Notably, treatment of E. coli cells with DNP, a drug that uncouples the electron transport chain from ATP synthesis and leads first to an increase in metabolic activity and then to metabolic arrest, results in an expanded nucleoid rather than an expanded periplasm [24], highlighting the specificity of physiological responses to starvation. It remains unclear whether cytoplasmic volume fraction is intrinsically linked to growth rate and/or nutrient quality [17]; in E. coli, nutrient concentration during exponential growth non-monotonically impacts cytoplasmic volume fraction in stationary phase [11]. Altogether, comparison of cytoplasmic condensation between hyperosmotic shock and various modes of metabolic slowdown suggests that reduction in water content may be broadly beneficial but dependent on many aspects of growth history.

Physical mechanisms of enzymatic activity regulation during hyperosmotic and nutrient stress

The reduction in cytoplasmic volume elicited by nutrient stress and osmotic stress affects molecular crowding (Figure 1), a critical component of cellular physiology. Crowding inhibits many enzymatic reactions by physically slowing their kinetics, as diffusion coefficients decrease and reactant molecules encounter each other less frequently [4], or by inactivating enzymes through steric hindrance resulting from polymerization [25]. The increase in crowding during stationary phase in E. coli suggests that cells may face similar physiological challenges as under hyperosmotic stress [11,13], when density also increases, although the contribution of increased cytoplasmic crowding to stationary phase-dependent reductions in metabolic activity is unknown. In the budding yeast Saccharomyces cerevisiae (Glossary), the rates of cytoplasmic and nuclear diffusion decrease during glucose starvation, which has been suggested to be due to crowding [19], and mechanical stress-induced crowding inhibits translation and curtails cell growth [26]. Importantly, higher intracellular density is not necessarily associated with slow growth [27], and metabolic slowdown can inhibit molecular diffusion in the absence of obvious changes in cell volume or density [24]. Thus, the relationships among crowding, density, and growth may be more multi-faceted than previously appreciated.

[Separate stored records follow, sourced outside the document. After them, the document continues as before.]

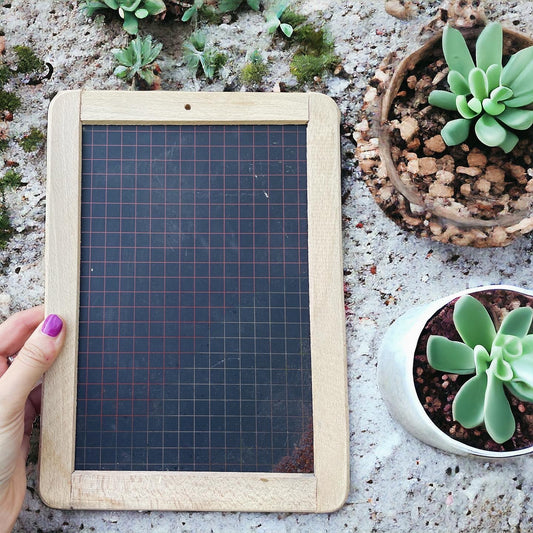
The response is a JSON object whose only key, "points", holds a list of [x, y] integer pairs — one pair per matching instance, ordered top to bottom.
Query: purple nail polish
{"points": [[52, 326]]}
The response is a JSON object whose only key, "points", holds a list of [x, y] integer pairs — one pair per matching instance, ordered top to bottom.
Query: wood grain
{"points": [[61, 296], [326, 304], [323, 491]]}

In addition to the physical effects of crowding, nutrient and hyperosmotic stress lead to changes in protein synthesis. During nutrient stress, bacteria downregulate protein synthesis through the stringent response and synthesis of the alarmone (p)ppGpp (Glossary) [28,29]. Hyperosmotic stress specifically inhibits translation elongation, leading to compensatory transcriptional upregulation of ribosomes in an attempt to maintain translational capacity [30]. Similarly, in budding yeast, translation and metabolic activity are initially inhibited during salt stress, which enables adaptation that avoids long-term defects in cell growth [26,31]. In addition to the shift in water content between the cytoplasm and periplasm that alters cytoplasmic volume fraction, nutrient and hyperosmotic stress also cause major redistribution of the proteome. Bacterial cells experiencing nutrient stress and cells experiencing hyperosmotic stress both have more biomass in the periplasm and outer membrane and a concomitant decrease in biomass in the cytoplasm and inner membrane compared to steady-state growth (Glossary) (Figure 2) [17]. Interestingly, similar changes are observed during growth at pH 6 as well (Figure 2), suggesting the potential for further overlap with the acid stress response pathway.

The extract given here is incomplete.